Detection of SARMs in doping control analysis

• Published in: Molecular and cellular endocrinology Vol. 464; pp. 34 - 45
• Main Authors: Thevis, Mario, Schänzer, Wilhelm
• Format: Journal Article
• Language: English
• Published: Ireland Elsevier B.V 15.03.2018
• Subjects: Anabolics; androgen receptors; cachexia; chromatography; Doping; drugs; Mass spectrometry; metabolites; muscles; muscular dystrophy; pharmacology; sarcopenia; Sport; sports; Anabolics; Sport; Mass spectrometry; Doping
• ISSN: 0303-7207; 1872-8057
• DOI: 10.1016/j.mce.2017.01.040

The class of selective androgen receptor modulators (SARMs) has been the subject of intense and dedicated clinical research over the past two decades. Potential therapeutic applications of SARMs are manifold and focus particularly on the treatment of conditions manifesting in muscle loss such as general sarcopenia, cancer-associated cachexia, muscular dystrophy, etc. Consequently, based on the substantial muscle- and bone-anabolic properties of SARMs, these agents constitute substances with significant potential for misuse in sport and have therefore been added to the Word Anti-Doping Agency's (WADA's) Prohibited List in 2008. Since then, numerous adverse analytical findings have been reported for various different SARMs, which has underlined the importance of proactive and preventive anti-doping measures concerning emerging drugs such as these anabolic agents, which have evidently been misused in sport despite the fact that none of these SARMs has yet received full clinical approval.

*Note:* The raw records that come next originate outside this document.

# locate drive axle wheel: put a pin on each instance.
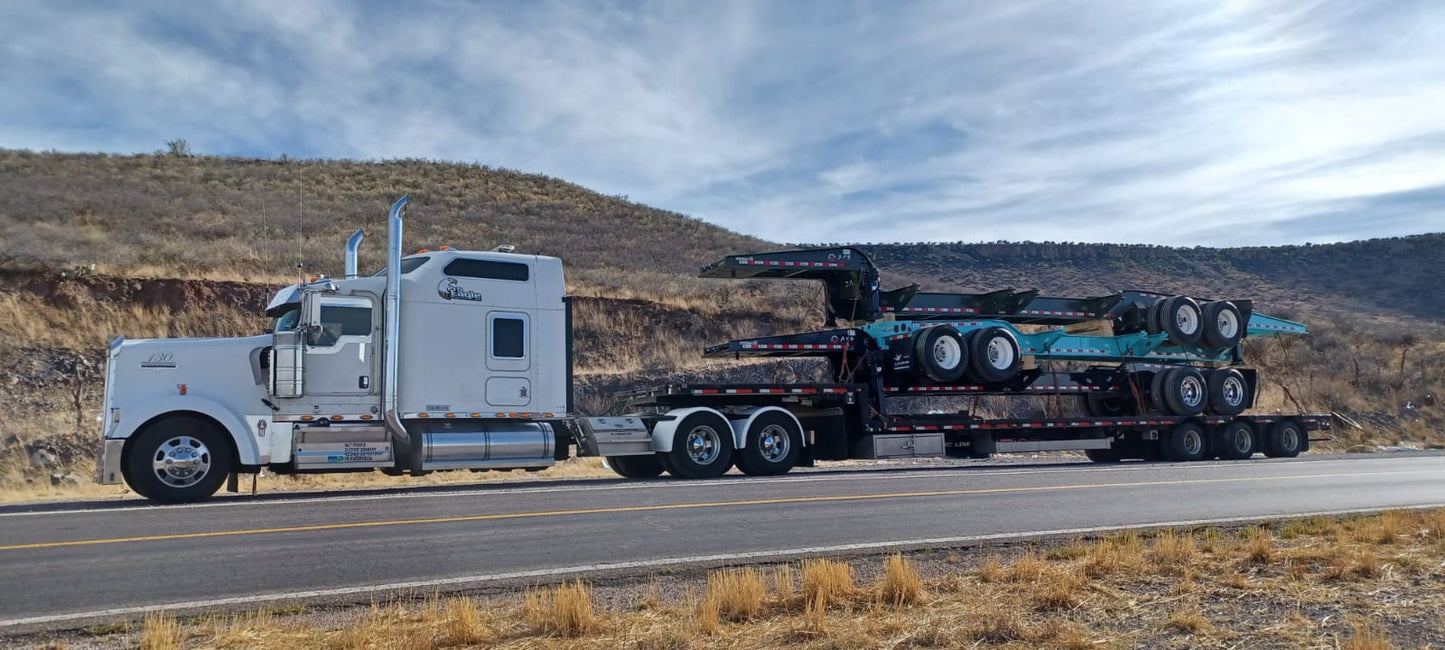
(1184, 442)
(1181, 318)
(773, 445)
(636, 467)
(1185, 390)
(1227, 392)
(996, 354)
(1236, 441)
(178, 460)
(1223, 325)
(1286, 439)
(941, 354)
(701, 447)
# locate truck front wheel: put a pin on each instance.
(178, 460)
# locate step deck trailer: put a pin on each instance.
(463, 360)
(844, 421)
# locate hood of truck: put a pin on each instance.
(153, 376)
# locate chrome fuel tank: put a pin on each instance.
(487, 444)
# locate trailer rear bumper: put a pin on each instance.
(107, 467)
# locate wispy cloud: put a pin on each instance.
(1181, 123)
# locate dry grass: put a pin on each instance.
(565, 610)
(900, 584)
(1226, 598)
(827, 582)
(161, 631)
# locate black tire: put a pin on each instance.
(773, 444)
(1185, 442)
(1234, 441)
(701, 447)
(178, 460)
(1228, 392)
(1152, 318)
(1185, 392)
(636, 467)
(994, 354)
(1182, 319)
(1223, 325)
(1286, 439)
(941, 354)
(1156, 390)
(1103, 455)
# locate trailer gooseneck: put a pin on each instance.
(463, 360)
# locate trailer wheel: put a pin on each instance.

In this review, analytical data on SARMs generated in the context of research conducted for sports drug testing purposes are summarized and state-of-the-art test methods aiming at intact drugs as well as diagnostic urinary metabolites are discussed. Doping control analytical approaches predominantly rely on chromatography hyphenated to mass spectrometry, which have allowed for appropriately covering the considerable variety of pharmacophores present in SARMs such as the non-steroidal representatives ACP-105, BMS-564929, GLPG0492 (DT-200), LG-121071, LGD-2226, LGD-4033/VK 5211, ostarine/enobosarm, RAD-140, S-40503, etc. as well as steroidal compounds such as MK-0773 and YK-11. •Comprehensive review of mass spectrometric data generated from SARMs for doping control purposes.•Compilation of structural features of SARMs with various different pharmacophores.•Discussion of dissociation pathways as observed in product ion mass spectra of SARMs and corresponding metabolites.